No surprise there. People are desperate for normalcy, but don't understand that it isn't safe until there's a vaccine.
 
In related news, here in Canada movie theatres reopened this past weekend.

Staff are already testing positive for Covid-19 and affected theatres are being shit back down.

You might want to re-read the last part or let it stand - i was amused :lol:

However i agree that the gender of Liet-Kynes is completely unimportant and have no problem that it has been swapped. We agree that due to the story Paul has to be male, that's it.

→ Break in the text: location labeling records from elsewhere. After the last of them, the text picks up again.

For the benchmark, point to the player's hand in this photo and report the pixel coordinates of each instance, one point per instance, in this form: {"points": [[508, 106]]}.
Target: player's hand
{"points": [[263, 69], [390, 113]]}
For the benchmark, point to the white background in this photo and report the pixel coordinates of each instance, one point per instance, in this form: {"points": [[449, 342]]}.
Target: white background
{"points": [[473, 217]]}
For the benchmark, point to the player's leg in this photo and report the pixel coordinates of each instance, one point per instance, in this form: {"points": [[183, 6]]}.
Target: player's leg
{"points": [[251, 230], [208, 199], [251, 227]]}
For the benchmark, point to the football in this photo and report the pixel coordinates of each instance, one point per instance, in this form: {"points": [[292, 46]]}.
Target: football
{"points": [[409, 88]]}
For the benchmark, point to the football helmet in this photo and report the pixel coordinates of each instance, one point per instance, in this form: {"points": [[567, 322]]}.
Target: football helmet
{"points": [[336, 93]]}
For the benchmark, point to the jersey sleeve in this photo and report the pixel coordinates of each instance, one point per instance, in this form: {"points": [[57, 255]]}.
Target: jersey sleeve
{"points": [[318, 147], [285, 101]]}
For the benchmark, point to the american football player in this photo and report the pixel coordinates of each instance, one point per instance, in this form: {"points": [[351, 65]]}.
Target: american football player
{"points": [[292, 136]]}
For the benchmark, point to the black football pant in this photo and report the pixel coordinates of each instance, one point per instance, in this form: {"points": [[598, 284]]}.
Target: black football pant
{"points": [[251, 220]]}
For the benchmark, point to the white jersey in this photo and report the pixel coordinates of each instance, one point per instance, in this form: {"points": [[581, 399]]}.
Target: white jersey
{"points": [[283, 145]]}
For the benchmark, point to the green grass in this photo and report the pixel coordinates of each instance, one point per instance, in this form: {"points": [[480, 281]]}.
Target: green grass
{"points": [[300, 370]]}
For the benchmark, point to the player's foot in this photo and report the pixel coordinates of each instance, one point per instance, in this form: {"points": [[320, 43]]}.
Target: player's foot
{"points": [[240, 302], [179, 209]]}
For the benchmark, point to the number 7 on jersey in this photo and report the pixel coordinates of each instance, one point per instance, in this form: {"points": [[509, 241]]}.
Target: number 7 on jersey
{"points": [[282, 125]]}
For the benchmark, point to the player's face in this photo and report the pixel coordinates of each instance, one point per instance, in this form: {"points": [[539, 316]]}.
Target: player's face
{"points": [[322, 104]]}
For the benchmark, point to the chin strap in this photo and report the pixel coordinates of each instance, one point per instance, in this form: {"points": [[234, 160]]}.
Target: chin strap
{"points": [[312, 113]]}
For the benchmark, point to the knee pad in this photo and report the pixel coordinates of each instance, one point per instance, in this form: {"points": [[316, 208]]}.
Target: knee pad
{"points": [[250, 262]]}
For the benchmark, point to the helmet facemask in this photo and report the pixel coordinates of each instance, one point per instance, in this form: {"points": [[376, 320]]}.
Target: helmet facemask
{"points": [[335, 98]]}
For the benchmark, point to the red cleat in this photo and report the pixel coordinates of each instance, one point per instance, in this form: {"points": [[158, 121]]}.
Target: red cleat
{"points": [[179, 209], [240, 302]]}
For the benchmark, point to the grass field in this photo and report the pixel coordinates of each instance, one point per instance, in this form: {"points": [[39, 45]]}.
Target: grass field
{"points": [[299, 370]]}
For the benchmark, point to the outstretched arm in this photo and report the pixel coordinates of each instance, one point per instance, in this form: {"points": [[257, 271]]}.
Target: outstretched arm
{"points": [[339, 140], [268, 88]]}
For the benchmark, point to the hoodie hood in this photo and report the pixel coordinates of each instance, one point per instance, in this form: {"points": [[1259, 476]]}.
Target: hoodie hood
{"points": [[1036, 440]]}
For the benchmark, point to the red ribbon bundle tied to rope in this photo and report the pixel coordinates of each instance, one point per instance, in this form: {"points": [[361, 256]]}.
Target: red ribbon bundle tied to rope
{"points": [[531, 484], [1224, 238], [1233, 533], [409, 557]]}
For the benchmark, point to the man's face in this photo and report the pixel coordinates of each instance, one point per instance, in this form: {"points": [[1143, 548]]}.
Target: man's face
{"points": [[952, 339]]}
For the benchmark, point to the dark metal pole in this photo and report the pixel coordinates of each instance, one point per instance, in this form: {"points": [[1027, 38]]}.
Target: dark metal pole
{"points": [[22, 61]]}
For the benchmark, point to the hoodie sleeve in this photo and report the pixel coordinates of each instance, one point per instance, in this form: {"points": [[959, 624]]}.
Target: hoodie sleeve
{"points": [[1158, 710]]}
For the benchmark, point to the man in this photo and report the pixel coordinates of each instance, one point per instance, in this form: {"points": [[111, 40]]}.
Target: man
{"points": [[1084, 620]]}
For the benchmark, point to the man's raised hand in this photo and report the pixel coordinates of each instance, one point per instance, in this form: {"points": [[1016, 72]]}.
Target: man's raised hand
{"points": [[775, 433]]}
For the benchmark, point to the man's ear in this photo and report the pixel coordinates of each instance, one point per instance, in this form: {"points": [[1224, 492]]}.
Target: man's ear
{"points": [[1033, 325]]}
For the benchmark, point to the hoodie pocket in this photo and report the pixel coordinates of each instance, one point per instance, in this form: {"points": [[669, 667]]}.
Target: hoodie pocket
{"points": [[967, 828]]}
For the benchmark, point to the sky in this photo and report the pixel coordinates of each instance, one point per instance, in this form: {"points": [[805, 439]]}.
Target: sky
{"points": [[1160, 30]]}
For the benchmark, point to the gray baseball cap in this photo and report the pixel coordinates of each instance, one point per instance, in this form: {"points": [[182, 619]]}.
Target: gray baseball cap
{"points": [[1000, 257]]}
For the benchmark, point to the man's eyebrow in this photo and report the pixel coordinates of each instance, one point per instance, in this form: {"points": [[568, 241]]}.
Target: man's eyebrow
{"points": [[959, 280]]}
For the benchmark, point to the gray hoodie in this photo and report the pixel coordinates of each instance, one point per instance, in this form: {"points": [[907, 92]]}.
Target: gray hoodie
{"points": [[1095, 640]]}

I would even guess that if Dune would have been written now, in the 2010s/2020s by an unbiased or progressive writer we'd see a perhaps a more balanced society with men and women being in equally powerful positions (unless the novel is intentionally portraying gender inequality).
 
The time a work is created is incredibly important with regards to how it utilizes characters. Ignoring the social norms of the time does a great disservice to trying to understand the works you are experiencing.

There are no mentions whatsoever in the novels that women are banned from professional occupations. That's your own interpretation. There's no evidence for this. The place of women in the imperial society is not explored. I simply do not see gender swapping Kynes as a betrayal in any way of the principals of the novel.

As for GEOD I doubt they'll make it either but that wasn't my point. My point was that as amazing as the books are, they're still a product of their time and that does need to sometimes be updated to modern values. The homophobia in GEOD is an obvious example. Its not a surprise that a man born in 1920 and writing in the early 80's would be homophobic and have homophobic characters. Again, product of his time. But since that's not integral to the story there's no reason a modern adaptation has to include said homophobia.
 
You might want to re-read the last part or let it stand - i was amused :lol:

However i agree that the gender of Liet-Kynes is completely unimportant and have no problem that it has been swapped. We agree that due to the story Paul has to be male, that's it.

I would even guess that if Dune would have been written now, in the 2010s/2020s by an unbiased or progressive writer we'd see a perhaps a more balanced society with men and women being in equally powerful positions (unless the novel is intentionally portraying gender inequality).

Lol, good catch :lol:
 
Zendaya? Mary Jane in the new Spider-man movies
Point of Order: Zendaya is not Mary Jane. Her character is know as MJ, but MJ in this case in fact means Michelle Jones.
In related news, here in Canada movie theatres reopened this past weekend.

Staff are already testing positive for Covid-19 and affected theatres are being shit (edit: oops - SHUT) back down.
Where's that at? In Nova Scotia, theatres have been reopened since early July, and so far have not been a factor in any of our positive Corona cases.